PAJ renews call for amendments to Access to Information Act
Information Minister Ruel Reid has assured the executive body of the Press Association of Jamaica (PAJ) that he will be taking the long-awaited amendments to the Access to Information (ATI) Act to Cabinet in order to have a clear policy directive from the Government on the legislation.
Reid's comments came on Thursday during a courtesy call paid on him at his Heroes' Circle, Kingston, ministry by the PAJ's executive as part of its annual national Journalism Week activities.
PAJ President Dionne Jackson Miller used the opportunity to once again express to Reid, this time in writing, the lingering concerns within the media fraternity as it relates to the ATI.

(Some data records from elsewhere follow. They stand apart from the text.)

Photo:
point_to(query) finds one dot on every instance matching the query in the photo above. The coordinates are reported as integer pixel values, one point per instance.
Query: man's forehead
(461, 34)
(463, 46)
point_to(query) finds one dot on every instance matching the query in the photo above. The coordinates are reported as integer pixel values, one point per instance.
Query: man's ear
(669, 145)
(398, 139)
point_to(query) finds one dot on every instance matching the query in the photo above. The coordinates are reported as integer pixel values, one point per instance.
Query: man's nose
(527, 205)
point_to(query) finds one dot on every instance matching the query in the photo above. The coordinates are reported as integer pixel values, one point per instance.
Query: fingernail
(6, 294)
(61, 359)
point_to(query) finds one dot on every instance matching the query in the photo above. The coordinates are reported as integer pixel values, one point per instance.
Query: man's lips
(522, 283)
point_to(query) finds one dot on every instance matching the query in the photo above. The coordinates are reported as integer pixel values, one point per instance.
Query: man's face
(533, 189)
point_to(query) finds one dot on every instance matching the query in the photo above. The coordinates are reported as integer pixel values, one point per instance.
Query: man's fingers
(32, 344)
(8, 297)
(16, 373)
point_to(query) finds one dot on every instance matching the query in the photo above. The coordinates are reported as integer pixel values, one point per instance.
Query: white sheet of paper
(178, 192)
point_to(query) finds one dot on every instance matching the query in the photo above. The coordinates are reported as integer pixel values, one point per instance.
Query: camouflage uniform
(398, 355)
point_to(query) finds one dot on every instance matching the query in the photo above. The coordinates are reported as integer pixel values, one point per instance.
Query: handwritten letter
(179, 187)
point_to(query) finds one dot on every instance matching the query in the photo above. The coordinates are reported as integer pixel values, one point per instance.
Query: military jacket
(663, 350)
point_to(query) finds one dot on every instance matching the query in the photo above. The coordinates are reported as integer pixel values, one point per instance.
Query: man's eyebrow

Jackson Miller stated that the PAJ had urged successive governments to act on the recommendations made by a joint select committee for legislative improvements from as far back as 2011, but nothing had been brought to Parliament.
Not on the agenda
Responding, Reid said, "The truth is, we haven't been able to discuss it at Cabinet yet, so I need to put it on the agenda to ensure we have some action before we meet again next year."
Reid added that he was open to meeting with the PAJ outside of journalism week to discuss other issues.
Passed in June 2002, the ATI gives citizens and other persons a general legal right of access to official government documents that would otherwise be inaccessible. By recognising and upholding this right, the act aims to reinforce fundamental democratic principles vital to improved, more transparent government; greater accountability of government to its people; increased public influence on and participation in national decision making; and informed knowledge of the functioning of Government.
Speaking in August, Jackson Miller noted that Section 38 of the ATI Act states that it "shall be reviewed from time to time by committees of both Houses of Parliament" and that "the first such review shall be conducted not later than two years after the appointed day".
She further noted that a review had taken place, though late.
"The act came into effect in 2004. It was not until 2008, however, that both Houses of Parliament passed resolutions calling for the establishment of a joint select committee to examine the act and make recommendations arising from the review.
The PAJ president argued that the joint committee made some important recommendations even though it could have gone further to improve the act.
"Nevertheless, enactment of those initial recommendations would give us a much better system than we now have," she said.